Menschenrechte im Iran: Das Scheitern des Hassan Ruhani
Irans Präsident tritt heute seine zweite Amtszeit an. Er hat dem Volk in Sachen Menschenrechte viel versprochen - aber wenig gehalten. Ein Kommentar.
Der Mann ist so redselig wie redegewandt. Einer, der stets freundlich lächelt und geschliffene Manieren hat. Einer, der gerne den liberal Gesinnten gibt. Hassan Ruhani pflegt dieses Image. Dass er vor allem im Ausland großes Ansehen genießt, braucht also keinen zu wundern. Ein Reformer sei der 68-Jährige, eine moderate Kraft, heißt es oft – zumindest im Vergleich zu Irans politisch-religiösen Hardlinern. Ihm sei es zu verdanken, dass Teheran trotz aller Widrigkeiten letztendlich dem Atomabkommen zugestimmt habe.
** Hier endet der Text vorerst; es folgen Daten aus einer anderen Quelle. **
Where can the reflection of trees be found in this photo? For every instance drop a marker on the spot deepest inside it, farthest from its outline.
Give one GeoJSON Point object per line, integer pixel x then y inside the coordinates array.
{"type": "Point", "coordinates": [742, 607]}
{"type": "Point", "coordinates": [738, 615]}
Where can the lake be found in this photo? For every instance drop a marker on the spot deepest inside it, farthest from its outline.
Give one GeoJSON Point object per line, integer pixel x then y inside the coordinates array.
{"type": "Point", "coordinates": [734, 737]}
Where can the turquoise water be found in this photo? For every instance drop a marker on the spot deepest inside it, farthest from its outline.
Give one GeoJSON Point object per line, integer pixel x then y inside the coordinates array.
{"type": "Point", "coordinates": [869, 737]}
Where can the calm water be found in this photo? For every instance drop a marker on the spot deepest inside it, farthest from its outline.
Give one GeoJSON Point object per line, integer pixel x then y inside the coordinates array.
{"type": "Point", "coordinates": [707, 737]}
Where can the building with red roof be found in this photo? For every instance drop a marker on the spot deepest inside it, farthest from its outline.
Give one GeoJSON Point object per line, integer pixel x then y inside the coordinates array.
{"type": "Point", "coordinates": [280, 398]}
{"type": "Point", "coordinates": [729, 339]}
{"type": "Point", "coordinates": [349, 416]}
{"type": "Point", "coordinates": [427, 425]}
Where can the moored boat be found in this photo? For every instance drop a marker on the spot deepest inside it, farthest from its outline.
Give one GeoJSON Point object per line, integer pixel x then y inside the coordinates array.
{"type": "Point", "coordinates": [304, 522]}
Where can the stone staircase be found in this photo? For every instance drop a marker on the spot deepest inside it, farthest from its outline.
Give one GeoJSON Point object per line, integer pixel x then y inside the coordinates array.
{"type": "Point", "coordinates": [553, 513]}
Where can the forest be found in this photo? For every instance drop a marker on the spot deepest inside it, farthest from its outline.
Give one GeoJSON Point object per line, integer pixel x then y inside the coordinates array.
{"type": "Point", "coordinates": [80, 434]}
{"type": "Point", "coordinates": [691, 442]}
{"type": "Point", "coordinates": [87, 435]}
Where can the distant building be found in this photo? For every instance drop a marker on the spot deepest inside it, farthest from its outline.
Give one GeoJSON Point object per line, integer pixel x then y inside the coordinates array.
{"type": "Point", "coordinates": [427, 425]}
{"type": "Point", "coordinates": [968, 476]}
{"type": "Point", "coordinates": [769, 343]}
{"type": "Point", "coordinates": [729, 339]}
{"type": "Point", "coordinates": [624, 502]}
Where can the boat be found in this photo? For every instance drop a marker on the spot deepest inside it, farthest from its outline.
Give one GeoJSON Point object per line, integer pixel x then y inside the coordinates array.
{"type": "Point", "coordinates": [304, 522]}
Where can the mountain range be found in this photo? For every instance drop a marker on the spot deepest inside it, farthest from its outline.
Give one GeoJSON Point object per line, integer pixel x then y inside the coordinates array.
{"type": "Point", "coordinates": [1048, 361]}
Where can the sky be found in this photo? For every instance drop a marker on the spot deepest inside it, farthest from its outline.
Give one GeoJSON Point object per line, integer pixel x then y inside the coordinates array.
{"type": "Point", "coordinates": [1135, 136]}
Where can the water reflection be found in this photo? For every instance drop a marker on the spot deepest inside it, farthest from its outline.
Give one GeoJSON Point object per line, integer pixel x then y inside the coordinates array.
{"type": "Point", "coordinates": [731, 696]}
Das mag stimmen. Doch der siebte Präsident der Islamischen Republik, der heute vom Parlament vereidigt wird, hat Vieles auch viele versprochen, das er offenkundig nicht halten kann.
Vor allem sein Volk bekommt das spüren. Weder hat sich die wirtschaftliche Situation der Iraner grundlegend verbessert noch wird ihnen von der Staatsmacht mehr individuelle Freiheit gewährt. Beides stellt Ruhani zwar nach wie vor in Aussicht. Nur: Von der Realität ist das weit entfernt. Was sich insbesondere bei den Menschenrechten bemerkbar macht.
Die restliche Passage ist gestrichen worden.